Reitan explored crowd psychology and folk psychology in articles published in January and October of this year. His most recent submission for publication, completed last month, is a critique of neoliberalism in 1970s and 1980s Japan. However, social psychology and its impact on Japanese history remains his primary interest.
“Today, people talk about a common spirit in Japan,” he says. “To understand that, it’s important to think about how that idea has been shaped by an early 20th-century discourse on spirit. The German conception of Geist, the mind or spirit of a folk, had a powerful impact in Japan. People began to ask themselves, ‘What is our folk spirit?’”
Reitan, who is fluent in Japanese, is trying to learn German to understand the influence of German social psychologists on Japanese society.
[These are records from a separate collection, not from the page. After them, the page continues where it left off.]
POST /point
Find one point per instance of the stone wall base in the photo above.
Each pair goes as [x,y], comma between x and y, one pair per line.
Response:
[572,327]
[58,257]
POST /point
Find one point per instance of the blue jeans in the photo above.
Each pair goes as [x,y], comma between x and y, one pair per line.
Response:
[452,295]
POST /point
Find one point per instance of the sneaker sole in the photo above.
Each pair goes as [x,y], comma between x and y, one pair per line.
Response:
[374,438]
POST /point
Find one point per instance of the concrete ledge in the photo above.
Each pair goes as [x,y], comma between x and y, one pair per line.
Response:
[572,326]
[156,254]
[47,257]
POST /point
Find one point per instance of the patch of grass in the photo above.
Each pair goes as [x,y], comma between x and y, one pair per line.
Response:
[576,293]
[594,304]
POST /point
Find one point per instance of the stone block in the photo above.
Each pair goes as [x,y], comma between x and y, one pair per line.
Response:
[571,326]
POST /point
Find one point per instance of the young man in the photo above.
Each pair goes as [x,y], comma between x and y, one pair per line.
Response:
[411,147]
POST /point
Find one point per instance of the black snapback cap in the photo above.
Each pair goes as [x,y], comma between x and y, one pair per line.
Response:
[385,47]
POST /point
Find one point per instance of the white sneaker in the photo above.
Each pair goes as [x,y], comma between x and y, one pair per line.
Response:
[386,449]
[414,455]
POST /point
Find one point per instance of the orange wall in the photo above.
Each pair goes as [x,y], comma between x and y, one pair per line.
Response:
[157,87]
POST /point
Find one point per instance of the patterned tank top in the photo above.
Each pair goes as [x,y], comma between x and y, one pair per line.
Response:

Away from his research, he has also picked up some experience in the martial arts; he even practiced judo at the Kodokan Judo Institute in Tokyo, the global hub of judo.
“I haven’t done much [judo] since I broke my finger in a match a few years ago,” he says. “My opponent was big and strong, and I was small and quick. My finger got caught in his gi [training uniform], and it really hurt.”
Reitan also tried sumo once, an experience that he calls “unfortunate” and “painful.” So for now, the professor will stick to Japanese intellectual history—an area, given his ever-growing research, in which he is slightly more comfortable.